In the initial phases of the network, Hedera is a permissioned network, meaning one in which an entity or person must have permission from Hedera to host a node. Currently, all nodes in the Hedera network are operated by Hedera and Council members. Hedera is currently in the process of transitioning full operation of the nodes to the Council members. Learn more by reading the Understanding Decentralization of Hedera Hashgraph: The Path to Permissionless Network Nodes whitepaper.

 In the future, Hedera expects to allow other entities and persons to be able to host nodes on the Hedera network. Through Hedera’s planned proof-of-stake consensus model, hbars will play a key role in protecting the network against certain forms of cyberattacks.

 In any permissionless DLT network, anyone can run a node that participates in consensus. In addition, it is trivial to stand up numerous virtual nodes.  As a result, there is a need to guard against malicious actors that seek to disrupt the network and prevent it from reaching consensus on transactions. Hackers can disrupt consensus (in any permissionless network) by obtaining control of one-third of the network’s total consensus voting power. permissionless DLT networks need a scarce resource to secure the network against such attacks.

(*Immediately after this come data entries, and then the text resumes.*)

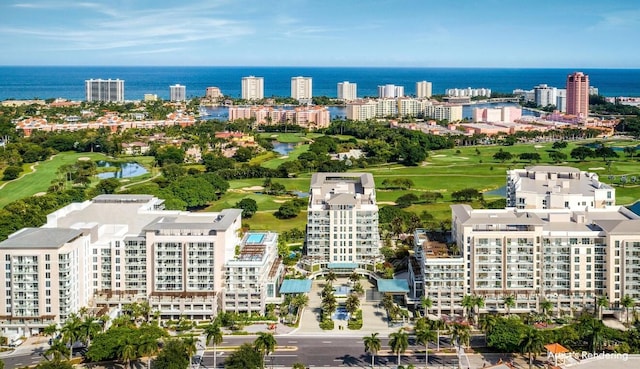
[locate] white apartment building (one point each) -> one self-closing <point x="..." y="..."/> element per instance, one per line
<point x="107" y="90"/>
<point x="557" y="187"/>
<point x="301" y="88"/>
<point x="451" y="113"/>
<point x="566" y="256"/>
<point x="423" y="89"/>
<point x="252" y="88"/>
<point x="342" y="220"/>
<point x="177" y="93"/>
<point x="545" y="95"/>
<point x="254" y="274"/>
<point x="390" y="91"/>
<point x="115" y="249"/>
<point x="347" y="91"/>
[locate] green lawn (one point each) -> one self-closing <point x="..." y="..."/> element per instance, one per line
<point x="40" y="180"/>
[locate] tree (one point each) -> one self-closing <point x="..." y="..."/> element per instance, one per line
<point x="399" y="342"/>
<point x="581" y="152"/>
<point x="627" y="302"/>
<point x="57" y="351"/>
<point x="509" y="302"/>
<point x="265" y="343"/>
<point x="249" y="207"/>
<point x="173" y="356"/>
<point x="532" y="343"/>
<point x="213" y="334"/>
<point x="424" y="336"/>
<point x="372" y="345"/>
<point x="502" y="156"/>
<point x="245" y="357"/>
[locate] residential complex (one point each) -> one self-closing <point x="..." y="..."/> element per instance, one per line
<point x="107" y="90"/>
<point x="342" y="221"/>
<point x="423" y="89"/>
<point x="117" y="249"/>
<point x="390" y="91"/>
<point x="347" y="91"/>
<point x="177" y="93"/>
<point x="311" y="117"/>
<point x="301" y="89"/>
<point x="252" y="88"/>
<point x="557" y="187"/>
<point x="578" y="95"/>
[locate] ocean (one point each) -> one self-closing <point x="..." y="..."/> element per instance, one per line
<point x="68" y="82"/>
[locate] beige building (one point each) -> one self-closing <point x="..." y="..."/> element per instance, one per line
<point x="557" y="187"/>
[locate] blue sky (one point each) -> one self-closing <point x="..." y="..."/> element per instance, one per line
<point x="420" y="33"/>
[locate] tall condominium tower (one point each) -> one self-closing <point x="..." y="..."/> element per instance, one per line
<point x="578" y="94"/>
<point x="109" y="90"/>
<point x="423" y="89"/>
<point x="347" y="91"/>
<point x="301" y="88"/>
<point x="177" y="93"/>
<point x="252" y="88"/>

In “proof-of-stake” DLT systems, the network’s native cryptocurrency serves as that scarce resource. Rather than each node having an equal vote, a node’s ability to influence the consensus order of transactions is proportional to the amount of coins the node holds (i.e., its “stake”). The particular manner in which a node’s stake relates to achieving consensus varies from platform to platform, but it always occurs through the platform’s algorithm and is in some way proportional to a node’s stake of cryptocurrency. In typical proof-of-stake systems, all of the platform’s coins are created at the launch of the network (e.g., all 50 billion hbars were created at the time of the Hedera network’s launch).  In Hedera’s proof-of-stake system, hbars function as the limited resource to protect the network. Any distributed ledger using the hashgraph consensus algorithm will achieve consensus on a transaction when the voting involves more than two-thirds of the network’s voting power. A malicious attacker, then, would need to attain one-third of the total voting power over consensus to disrupt the network.